Throughout the narrative, it is quite clear that these drug cartels are absolutely brutal organizations. They are deadly and intimidating and most authorities can’t even be trusted to fight them out of fear of corruption. But while the film fully acknowledges the threat of the cartels, it also makes it quite clear that this black-ops unit Kate joins is a danger all its own. Almost from the beginning, their tactics are a threat to the concepts of regulation and due process that must be the backbone of law enforcement, and as the film goes on it becomes apparent that they are complicit in something even worse. It’s into this moral chasm that Kate is unceremoniously dropped; she is caught between wanting to stop the obvious evil of the cartels and wanting to prevent her country for succumbing to a potentially greater moral failing in the process. While far from the most unique story beat for a film like this, it is realized here about as well as it ever has been, in large part because it is fully externalized in the personas and actions of the characters.
It is clear from the start that Kate represents the middle of the road: she wants justice as swiftly as possible but is horrified when presented with an uncompromising method to achieve it. Emily Blunt plays this uncertain certainty with ease, shouldering the audience’s own shifting understanding of the situation and externalizing our own dueling values. Meanwhile, team leader Matt Graves represents the gung-ho, unearned certainty of Doing What Is Necessary. He has long ago concluded that these increasingly questionable actions are the only remaining option, and will not compromise his mission over anything as worthless as jurisdiction and procedure. Josh Brolin perfectly captures the seething anger buried beneath the cowboy swagger that are both indicative of the character as a whole. On the other end of the spectrum from Matt is Kate’s partner Reggie, another FBI agent who is suspicious of Matt’s operation from the beginning and fully disapproves of their methods the more he learns about them. Unlike Kate, he is not in the least bit tempted by the promise of real results against the cartels, as he firmly believes the law is more important. Reggie’s quiet nobility is conveyed with compelling calm by Daniel Kaluuya, who also has enough friendly chemistry with Blunt to keep Reggie from being a bland boy scout.

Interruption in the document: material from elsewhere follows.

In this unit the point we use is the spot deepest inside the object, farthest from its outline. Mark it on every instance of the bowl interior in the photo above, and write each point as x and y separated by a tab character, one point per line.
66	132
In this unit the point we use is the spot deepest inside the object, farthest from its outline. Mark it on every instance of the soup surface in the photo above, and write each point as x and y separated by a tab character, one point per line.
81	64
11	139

The final piece of the character (and thematic) puzzle is Alejandro, a supposed lawyer from Columbia serving as a consultant with the team. Unlike the trigger-happy special forces guys, Alejandro is eerily calm throughout, and never seems to take any pleasure or excitement in the proceedings. As the film progresses and we get glimpses into Alejandro’s past, it becomes clear that he represents the personal side of this war, the final result of the inevitable collateral damage of this unending conflict. Alejandro serves as a reminder that while this war is most directly waged by the United States and operatives like Kate, Matt and Reggie, it is Mexico and the rest of Latin America that suffers most of the damage. He does what he does because he really doesn’t have any other place in this world, the twisted child of the cartels’ brutality and the Americans’ obliviousness. Looking at him in this light, Alejandro is equally the most sympathetic and most terrifying figure in the film, which is perfectly summarized in a finale that is personally cathartic and morally devastating all at once. As great as Alejandro is on the page, he is made even better by Benicio del Toro’s impressive performance. He captures the contradictory and metaphorical nature of the character with a hypnotic charisma from beginning to end.
It is ultimately through Alejandro and his American collaborators that Sicario conveys the dehumanizing nature of the War On Drugs. We can see how even people with good intentions can be turned into dangerous monsters themselves, and those that aren’t are still scarred and broken beyond repair anyway. If Soderbergh’s Traffic was about the insidious influence of drugs and drug money, then Sicario is about the ugly moral decay that might just be inevitable in attempting to halt such an influence. Perhaps unsurprisingly, the end result is a grim and heavy movie, but one that is incredibly compelling all the same. Sicario might not reinvent the wheel of drug war movies, but it is undoubtedly one of the finest iterations of the genre yet.